El Partido Conservador está dividido por la mitad

El Partido Conservador dividido por la mitad

Lo primero que se nota en Birmingham es que el Partido Conservador está irremediablemente dividido en cuanto al Brexit. El gobierno está unido (por ahora) en torno a Chequers. La mayoría de los fieles al partido lo odian. El 30 de septiembre cientos de personas hicieron cola durante más de una hora, la cola serpenteadora bajando las escaleras; la gente inmersa en conversaciones animadas, para escuchar a ocho destacados brexiters en un “mitin de conferencia” organizado por el sitio web pro-Brexit Brexit Central. Para realzar sus credenciales de “partido dentro de un partido”, Brexit Central proporcionó a los asistentes una cinta morada para reemplazar la cinta azul regular emitida por el Partido Conservador para colgar las importantes credenciales de la conferencia.

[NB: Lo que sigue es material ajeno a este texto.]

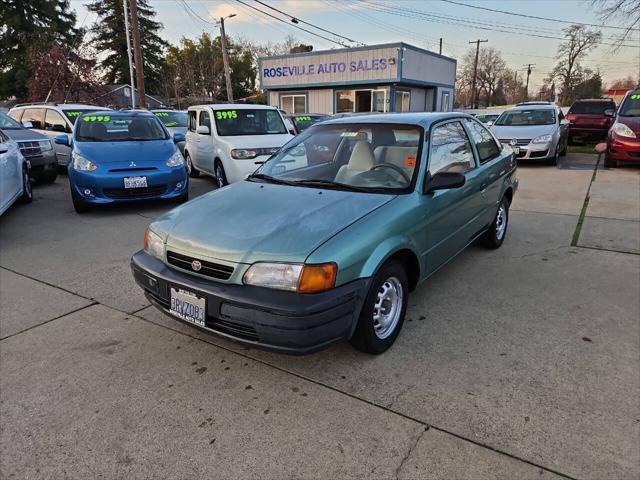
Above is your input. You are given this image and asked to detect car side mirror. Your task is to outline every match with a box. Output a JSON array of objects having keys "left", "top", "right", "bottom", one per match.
[
  {"left": 22, "top": 121, "right": 33, "bottom": 129},
  {"left": 173, "top": 132, "right": 186, "bottom": 143},
  {"left": 425, "top": 171, "right": 466, "bottom": 193},
  {"left": 196, "top": 125, "right": 210, "bottom": 135},
  {"left": 0, "top": 143, "right": 9, "bottom": 154},
  {"left": 603, "top": 109, "right": 615, "bottom": 117},
  {"left": 54, "top": 135, "right": 70, "bottom": 146},
  {"left": 486, "top": 121, "right": 493, "bottom": 127}
]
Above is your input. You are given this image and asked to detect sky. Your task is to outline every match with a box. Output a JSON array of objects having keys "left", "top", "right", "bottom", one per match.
[{"left": 68, "top": 0, "right": 639, "bottom": 92}]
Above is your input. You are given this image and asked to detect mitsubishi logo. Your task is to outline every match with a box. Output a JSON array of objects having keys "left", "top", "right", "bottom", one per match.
[
  {"left": 129, "top": 161, "right": 137, "bottom": 167},
  {"left": 191, "top": 260, "right": 202, "bottom": 272}
]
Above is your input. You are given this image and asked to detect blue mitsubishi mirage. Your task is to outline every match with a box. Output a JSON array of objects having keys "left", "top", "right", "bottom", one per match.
[{"left": 55, "top": 111, "right": 188, "bottom": 213}]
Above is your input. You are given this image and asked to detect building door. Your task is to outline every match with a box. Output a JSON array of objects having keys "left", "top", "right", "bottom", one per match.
[{"left": 355, "top": 90, "right": 372, "bottom": 112}]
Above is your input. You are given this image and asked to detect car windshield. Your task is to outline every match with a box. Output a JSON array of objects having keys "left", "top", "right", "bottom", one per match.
[
  {"left": 75, "top": 114, "right": 168, "bottom": 142},
  {"left": 63, "top": 109, "right": 110, "bottom": 125},
  {"left": 568, "top": 102, "right": 616, "bottom": 115},
  {"left": 292, "top": 115, "right": 329, "bottom": 132},
  {"left": 0, "top": 112, "right": 22, "bottom": 129},
  {"left": 494, "top": 109, "right": 556, "bottom": 126},
  {"left": 251, "top": 123, "right": 423, "bottom": 193},
  {"left": 153, "top": 111, "right": 188, "bottom": 128},
  {"left": 475, "top": 114, "right": 499, "bottom": 124},
  {"left": 619, "top": 93, "right": 640, "bottom": 117},
  {"left": 214, "top": 108, "right": 287, "bottom": 136}
]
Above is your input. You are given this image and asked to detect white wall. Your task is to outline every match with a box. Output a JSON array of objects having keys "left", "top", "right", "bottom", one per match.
[{"left": 401, "top": 48, "right": 456, "bottom": 87}]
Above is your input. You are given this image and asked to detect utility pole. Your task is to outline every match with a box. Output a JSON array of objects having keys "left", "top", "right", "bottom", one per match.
[
  {"left": 129, "top": 0, "right": 145, "bottom": 108},
  {"left": 438, "top": 38, "right": 442, "bottom": 55},
  {"left": 123, "top": 0, "right": 135, "bottom": 109},
  {"left": 469, "top": 39, "right": 487, "bottom": 109},
  {"left": 523, "top": 64, "right": 535, "bottom": 101},
  {"left": 218, "top": 15, "right": 236, "bottom": 103}
]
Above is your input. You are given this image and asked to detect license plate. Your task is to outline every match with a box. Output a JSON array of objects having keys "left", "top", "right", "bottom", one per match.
[
  {"left": 502, "top": 143, "right": 520, "bottom": 155},
  {"left": 170, "top": 287, "right": 206, "bottom": 327},
  {"left": 124, "top": 176, "right": 147, "bottom": 188}
]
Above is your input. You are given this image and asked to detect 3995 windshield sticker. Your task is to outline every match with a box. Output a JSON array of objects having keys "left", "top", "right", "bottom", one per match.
[
  {"left": 82, "top": 115, "right": 111, "bottom": 122},
  {"left": 66, "top": 111, "right": 82, "bottom": 118},
  {"left": 295, "top": 116, "right": 312, "bottom": 121},
  {"left": 630, "top": 94, "right": 640, "bottom": 100},
  {"left": 154, "top": 112, "right": 169, "bottom": 117},
  {"left": 215, "top": 110, "right": 238, "bottom": 120}
]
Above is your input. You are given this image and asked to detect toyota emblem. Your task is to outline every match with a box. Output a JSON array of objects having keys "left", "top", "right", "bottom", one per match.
[
  {"left": 191, "top": 260, "right": 202, "bottom": 272},
  {"left": 509, "top": 139, "right": 518, "bottom": 147}
]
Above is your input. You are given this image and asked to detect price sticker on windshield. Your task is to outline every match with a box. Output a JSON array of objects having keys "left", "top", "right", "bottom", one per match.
[
  {"left": 154, "top": 112, "right": 169, "bottom": 117},
  {"left": 631, "top": 94, "right": 640, "bottom": 100},
  {"left": 66, "top": 111, "right": 82, "bottom": 117},
  {"left": 216, "top": 110, "right": 238, "bottom": 120},
  {"left": 82, "top": 115, "right": 111, "bottom": 122},
  {"left": 295, "top": 116, "right": 311, "bottom": 121}
]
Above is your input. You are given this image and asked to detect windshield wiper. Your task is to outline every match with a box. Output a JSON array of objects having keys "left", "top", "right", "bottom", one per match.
[
  {"left": 246, "top": 173, "right": 297, "bottom": 186},
  {"left": 291, "top": 179, "right": 370, "bottom": 192}
]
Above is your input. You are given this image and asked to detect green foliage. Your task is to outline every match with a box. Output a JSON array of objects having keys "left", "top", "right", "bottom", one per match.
[
  {"left": 0, "top": 0, "right": 79, "bottom": 99},
  {"left": 87, "top": 0, "right": 167, "bottom": 93}
]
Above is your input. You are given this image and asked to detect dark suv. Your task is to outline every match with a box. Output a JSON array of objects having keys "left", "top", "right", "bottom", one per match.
[{"left": 566, "top": 99, "right": 616, "bottom": 143}]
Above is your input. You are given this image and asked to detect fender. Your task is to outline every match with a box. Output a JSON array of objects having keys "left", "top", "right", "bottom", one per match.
[{"left": 358, "top": 234, "right": 423, "bottom": 280}]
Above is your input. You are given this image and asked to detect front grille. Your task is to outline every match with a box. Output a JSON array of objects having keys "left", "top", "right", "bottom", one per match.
[
  {"left": 499, "top": 138, "right": 531, "bottom": 146},
  {"left": 18, "top": 141, "right": 42, "bottom": 157},
  {"left": 208, "top": 318, "right": 259, "bottom": 341},
  {"left": 529, "top": 150, "right": 549, "bottom": 158},
  {"left": 109, "top": 167, "right": 159, "bottom": 173},
  {"left": 103, "top": 186, "right": 166, "bottom": 199},
  {"left": 166, "top": 251, "right": 234, "bottom": 280},
  {"left": 147, "top": 290, "right": 170, "bottom": 309}
]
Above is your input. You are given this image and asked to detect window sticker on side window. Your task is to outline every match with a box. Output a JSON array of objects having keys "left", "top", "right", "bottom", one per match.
[
  {"left": 215, "top": 110, "right": 238, "bottom": 120},
  {"left": 66, "top": 111, "right": 82, "bottom": 118}
]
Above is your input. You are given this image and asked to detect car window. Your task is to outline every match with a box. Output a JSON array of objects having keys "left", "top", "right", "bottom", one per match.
[
  {"left": 153, "top": 111, "right": 187, "bottom": 128},
  {"left": 214, "top": 109, "right": 287, "bottom": 136},
  {"left": 75, "top": 114, "right": 168, "bottom": 142},
  {"left": 22, "top": 108, "right": 44, "bottom": 129},
  {"left": 188, "top": 111, "right": 197, "bottom": 131},
  {"left": 429, "top": 121, "right": 475, "bottom": 175},
  {"left": 199, "top": 110, "right": 211, "bottom": 129},
  {"left": 619, "top": 93, "right": 640, "bottom": 117},
  {"left": 0, "top": 130, "right": 9, "bottom": 143},
  {"left": 45, "top": 109, "right": 70, "bottom": 133},
  {"left": 568, "top": 102, "right": 616, "bottom": 115},
  {"left": 464, "top": 119, "right": 500, "bottom": 164},
  {"left": 0, "top": 112, "right": 23, "bottom": 130},
  {"left": 8, "top": 110, "right": 22, "bottom": 122},
  {"left": 494, "top": 109, "right": 556, "bottom": 126}
]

El Partido Conservador siempre ha sido una alianza de lo que podría llamarse la Ciudad y el Campo. La Ciudad consiste en grandes empresas y grandes finanzas. Cree (en su mayoría) en los mercados globales y en las políticas económicas liberales. El Campo está compuesto por terratenientes y la burguesía provincial. Cree en conservar todo lo mejor de Gran Bretaña, desde las propiedades rurales hasta los pueblos. Este es el “conservadurismo de villa” de Benjamin Disraeli y la “democracia de propiedad” de Stanley Baldwin. El Brexit ha hecho añicos esta alianza. La facción del Campo, más numerosa, está decidida a hacer oír su voz en Birmingham.

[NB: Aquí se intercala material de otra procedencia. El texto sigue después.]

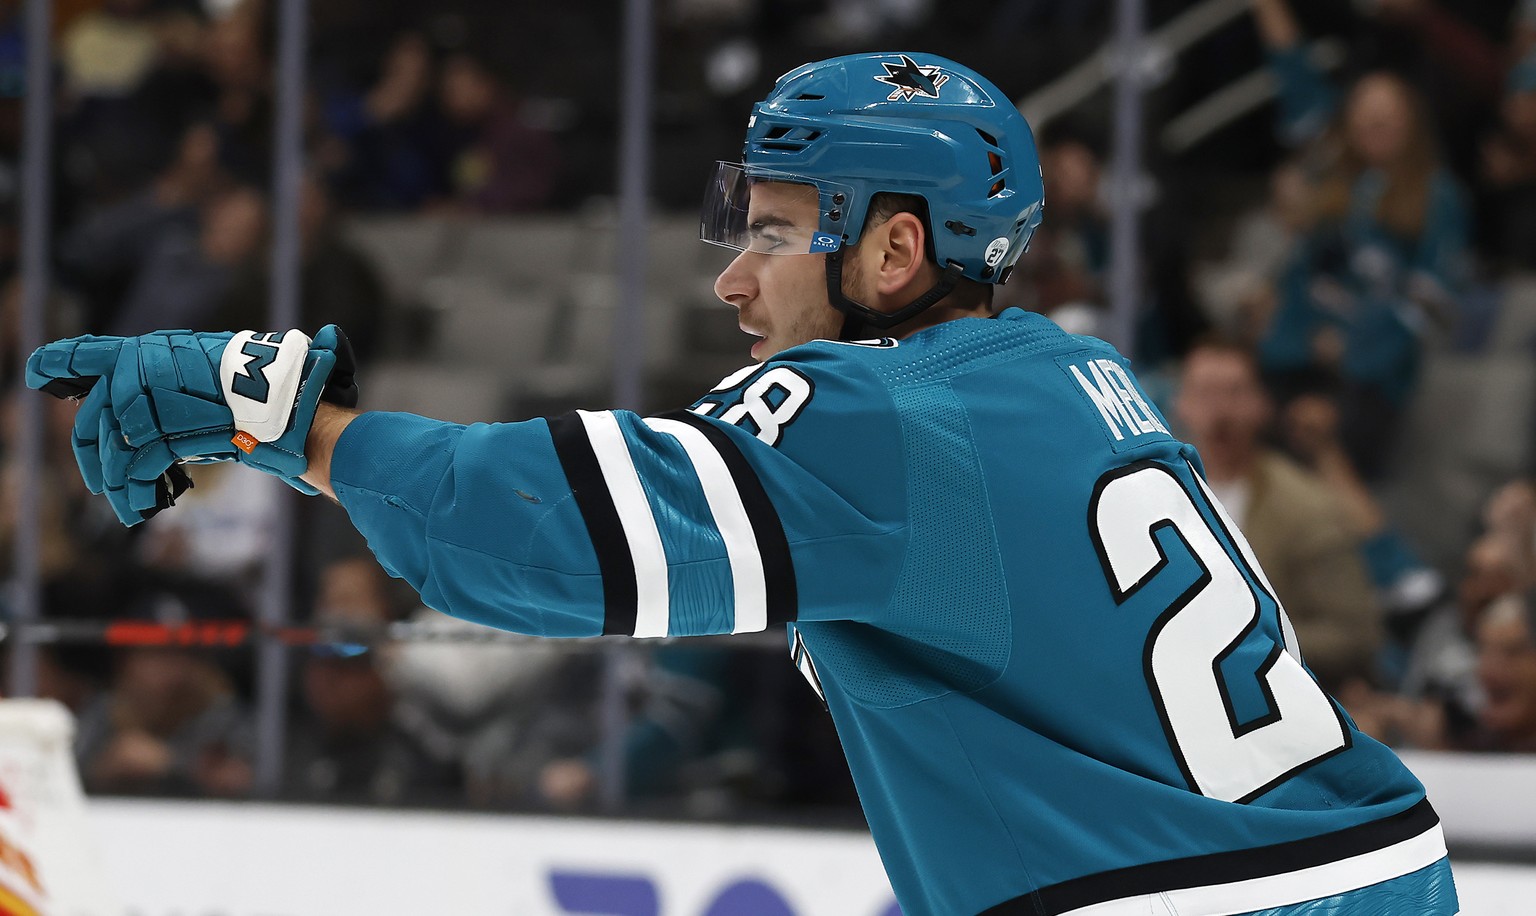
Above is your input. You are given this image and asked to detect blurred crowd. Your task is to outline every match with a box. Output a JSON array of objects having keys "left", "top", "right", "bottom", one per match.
[{"left": 0, "top": 0, "right": 1534, "bottom": 818}]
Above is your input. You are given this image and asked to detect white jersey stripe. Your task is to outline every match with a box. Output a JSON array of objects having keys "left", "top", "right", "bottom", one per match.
[
  {"left": 645, "top": 417, "right": 768, "bottom": 634},
  {"left": 1061, "top": 822, "right": 1448, "bottom": 916},
  {"left": 577, "top": 410, "right": 671, "bottom": 638}
]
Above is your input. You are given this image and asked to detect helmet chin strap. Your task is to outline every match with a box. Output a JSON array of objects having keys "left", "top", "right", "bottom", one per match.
[{"left": 825, "top": 247, "right": 965, "bottom": 340}]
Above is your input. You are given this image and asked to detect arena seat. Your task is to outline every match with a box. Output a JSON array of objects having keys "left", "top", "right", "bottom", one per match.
[{"left": 1379, "top": 352, "right": 1536, "bottom": 572}]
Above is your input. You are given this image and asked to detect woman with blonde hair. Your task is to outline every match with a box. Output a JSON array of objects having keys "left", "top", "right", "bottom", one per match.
[{"left": 1251, "top": 0, "right": 1469, "bottom": 479}]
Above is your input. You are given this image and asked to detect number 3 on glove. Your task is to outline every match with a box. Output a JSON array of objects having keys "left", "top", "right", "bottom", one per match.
[{"left": 25, "top": 324, "right": 358, "bottom": 527}]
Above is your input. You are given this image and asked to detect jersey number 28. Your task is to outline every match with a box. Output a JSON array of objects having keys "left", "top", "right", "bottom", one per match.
[{"left": 1090, "top": 461, "right": 1350, "bottom": 803}]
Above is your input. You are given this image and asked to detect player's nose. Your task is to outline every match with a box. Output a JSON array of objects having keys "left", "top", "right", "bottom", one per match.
[{"left": 713, "top": 250, "right": 758, "bottom": 309}]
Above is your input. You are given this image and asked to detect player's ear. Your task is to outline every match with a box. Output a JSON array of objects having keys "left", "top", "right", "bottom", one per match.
[{"left": 870, "top": 211, "right": 928, "bottom": 294}]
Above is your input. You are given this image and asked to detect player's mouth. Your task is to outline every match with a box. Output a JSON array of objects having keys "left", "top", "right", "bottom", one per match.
[{"left": 741, "top": 325, "right": 767, "bottom": 359}]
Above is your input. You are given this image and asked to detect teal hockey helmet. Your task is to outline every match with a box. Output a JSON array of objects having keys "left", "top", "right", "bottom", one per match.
[{"left": 701, "top": 52, "right": 1045, "bottom": 329}]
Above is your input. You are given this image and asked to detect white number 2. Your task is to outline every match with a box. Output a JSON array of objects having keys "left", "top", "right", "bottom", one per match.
[{"left": 1091, "top": 462, "right": 1349, "bottom": 803}]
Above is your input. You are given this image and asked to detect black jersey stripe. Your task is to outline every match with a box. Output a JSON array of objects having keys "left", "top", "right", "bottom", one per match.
[
  {"left": 667, "top": 410, "right": 799, "bottom": 624},
  {"left": 978, "top": 799, "right": 1441, "bottom": 915},
  {"left": 546, "top": 413, "right": 637, "bottom": 636}
]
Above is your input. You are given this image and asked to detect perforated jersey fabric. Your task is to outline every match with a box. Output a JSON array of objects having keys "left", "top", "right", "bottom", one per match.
[{"left": 330, "top": 309, "right": 1453, "bottom": 916}]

El Partido Laborista parecía mucho más unido en Liverpool: la energía de la conferencia estaba muy a favor de “Jeremy” en lugar de en su contra. Pero esto fue algo ilusorio. El partido está profundamente dividido sobre el Brexit. El Partido Laborista es tan una alianza difícil como los conservadores: esta vez entre la intelectualidad de clase media y la clase obrera manual. O lo que Sidney y Beatrice Webb llamaron “trabajadores cerebrales” y “trabajadores manuales”. El Brexit también ha hecho añicos esta alianza: los “trabajadores manuales” votaron frecuentemente a favor del Brexit, mientras que los “trabajadores cerebrales” votaron mayoritariamente en contra. Si esto ha expuesto una tensión económica entre los dos grupos es discutible: muchos economistas piensan que el Brexit afectará más duramente a las clases trabajadoras manuales (y esta semana Toyota hizo ruidos preocupantes sobre su incapacidad para operar en Gran Bretaña después de un Brexit duro). Pero ciertamente ha expuesto una tensión cultural: los “trabajadores cerebrales” denuncian alegremente a los “trabajadores manuales” como idiotas, fanáticos, xenófobos y racistas.

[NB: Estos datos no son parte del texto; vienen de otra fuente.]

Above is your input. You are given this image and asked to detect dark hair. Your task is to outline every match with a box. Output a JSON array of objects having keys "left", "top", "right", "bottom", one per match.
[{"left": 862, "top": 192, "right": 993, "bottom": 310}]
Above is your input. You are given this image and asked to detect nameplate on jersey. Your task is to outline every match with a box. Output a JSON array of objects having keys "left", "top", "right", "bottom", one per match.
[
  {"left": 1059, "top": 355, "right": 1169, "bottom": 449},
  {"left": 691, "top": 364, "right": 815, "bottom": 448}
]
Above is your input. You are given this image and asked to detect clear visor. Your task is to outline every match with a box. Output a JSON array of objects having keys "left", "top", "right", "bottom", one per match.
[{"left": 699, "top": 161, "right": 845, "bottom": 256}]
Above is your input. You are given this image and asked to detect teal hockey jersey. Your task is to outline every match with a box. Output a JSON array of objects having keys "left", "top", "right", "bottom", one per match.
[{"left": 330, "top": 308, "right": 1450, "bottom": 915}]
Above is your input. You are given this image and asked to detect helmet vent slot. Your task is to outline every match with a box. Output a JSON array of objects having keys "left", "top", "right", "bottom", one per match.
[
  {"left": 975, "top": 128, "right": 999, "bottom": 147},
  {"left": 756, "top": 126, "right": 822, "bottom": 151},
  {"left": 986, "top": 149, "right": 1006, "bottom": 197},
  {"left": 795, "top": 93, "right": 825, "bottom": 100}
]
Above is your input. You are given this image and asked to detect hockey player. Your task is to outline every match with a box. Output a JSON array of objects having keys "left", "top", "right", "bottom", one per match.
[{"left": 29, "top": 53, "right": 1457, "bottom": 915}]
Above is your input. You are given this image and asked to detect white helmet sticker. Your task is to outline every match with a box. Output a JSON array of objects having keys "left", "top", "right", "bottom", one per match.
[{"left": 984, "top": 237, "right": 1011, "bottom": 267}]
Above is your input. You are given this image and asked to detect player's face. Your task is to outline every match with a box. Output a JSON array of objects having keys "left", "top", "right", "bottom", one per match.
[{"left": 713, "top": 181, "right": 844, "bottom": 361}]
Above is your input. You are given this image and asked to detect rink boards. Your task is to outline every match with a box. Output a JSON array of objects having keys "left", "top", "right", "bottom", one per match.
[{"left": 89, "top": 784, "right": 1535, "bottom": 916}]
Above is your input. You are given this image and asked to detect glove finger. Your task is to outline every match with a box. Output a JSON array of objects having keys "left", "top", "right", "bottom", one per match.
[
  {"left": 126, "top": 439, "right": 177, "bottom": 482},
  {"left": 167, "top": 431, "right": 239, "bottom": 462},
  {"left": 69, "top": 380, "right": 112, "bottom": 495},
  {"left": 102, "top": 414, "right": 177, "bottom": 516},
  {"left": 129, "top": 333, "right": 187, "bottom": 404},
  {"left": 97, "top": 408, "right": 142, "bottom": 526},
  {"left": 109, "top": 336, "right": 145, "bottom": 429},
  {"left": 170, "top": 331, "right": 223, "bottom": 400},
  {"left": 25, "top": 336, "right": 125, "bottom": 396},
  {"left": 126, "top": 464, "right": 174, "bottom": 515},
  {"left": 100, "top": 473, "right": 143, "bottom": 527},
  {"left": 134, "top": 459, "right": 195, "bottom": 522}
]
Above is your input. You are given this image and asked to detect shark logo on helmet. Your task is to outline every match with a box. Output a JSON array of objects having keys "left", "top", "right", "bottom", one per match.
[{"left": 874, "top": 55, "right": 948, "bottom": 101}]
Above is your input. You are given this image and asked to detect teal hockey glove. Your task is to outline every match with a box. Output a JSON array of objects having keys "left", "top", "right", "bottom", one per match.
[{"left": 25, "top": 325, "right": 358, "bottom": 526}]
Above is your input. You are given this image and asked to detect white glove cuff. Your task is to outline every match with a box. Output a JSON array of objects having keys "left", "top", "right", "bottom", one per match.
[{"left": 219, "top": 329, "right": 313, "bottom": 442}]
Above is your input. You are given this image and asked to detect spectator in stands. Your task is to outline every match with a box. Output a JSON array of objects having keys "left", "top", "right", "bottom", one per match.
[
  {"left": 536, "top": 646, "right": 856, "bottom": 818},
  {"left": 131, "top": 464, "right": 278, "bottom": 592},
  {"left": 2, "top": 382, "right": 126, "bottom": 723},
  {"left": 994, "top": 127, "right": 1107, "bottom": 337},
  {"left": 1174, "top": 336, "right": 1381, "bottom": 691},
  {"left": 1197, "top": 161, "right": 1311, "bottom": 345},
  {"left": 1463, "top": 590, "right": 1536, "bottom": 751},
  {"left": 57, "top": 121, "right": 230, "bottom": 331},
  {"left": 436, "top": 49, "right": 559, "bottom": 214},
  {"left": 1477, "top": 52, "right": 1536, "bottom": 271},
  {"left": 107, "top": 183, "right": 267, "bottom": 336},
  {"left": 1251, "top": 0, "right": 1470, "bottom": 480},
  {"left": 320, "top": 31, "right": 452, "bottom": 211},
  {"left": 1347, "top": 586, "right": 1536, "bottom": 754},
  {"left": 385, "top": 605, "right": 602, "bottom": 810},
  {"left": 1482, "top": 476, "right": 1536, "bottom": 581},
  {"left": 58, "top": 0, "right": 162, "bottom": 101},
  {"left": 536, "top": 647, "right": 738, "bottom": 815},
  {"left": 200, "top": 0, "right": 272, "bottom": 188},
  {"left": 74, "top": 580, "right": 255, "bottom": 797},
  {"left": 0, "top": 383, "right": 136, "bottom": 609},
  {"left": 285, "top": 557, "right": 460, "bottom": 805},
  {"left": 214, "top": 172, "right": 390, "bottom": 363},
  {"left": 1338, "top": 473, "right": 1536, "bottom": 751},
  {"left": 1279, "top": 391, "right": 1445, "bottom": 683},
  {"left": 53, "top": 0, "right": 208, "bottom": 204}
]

El partido también está mucho más dividido sobre el Corbynismo de lo que sugería la Conferencia de Liverpool, o el mitin de cuatro días. Los diputados laboristas han intentado repetidamente deshacerse de Mr. Corbyn solo para frustrarse por su control de la maquinaria del partido. Muchos miembros de larga trayectoria del Partido Laborista sienten que “su” partido les ha sido arrebatado. La razón de la apariencia de unidad es que la izquierda “suave” mantuvo un perfil bajo. Los diputados “blairistas” o bien se ausentaron de Liverpool o se centraron en reuniones marginales. La unidad en Liverpool no era la unidad de un partido que se unía tras su líder. Era la unidad de una facción que se ha adueñado del partido y ha obligado a sus rivales a dar media vuelta y huir.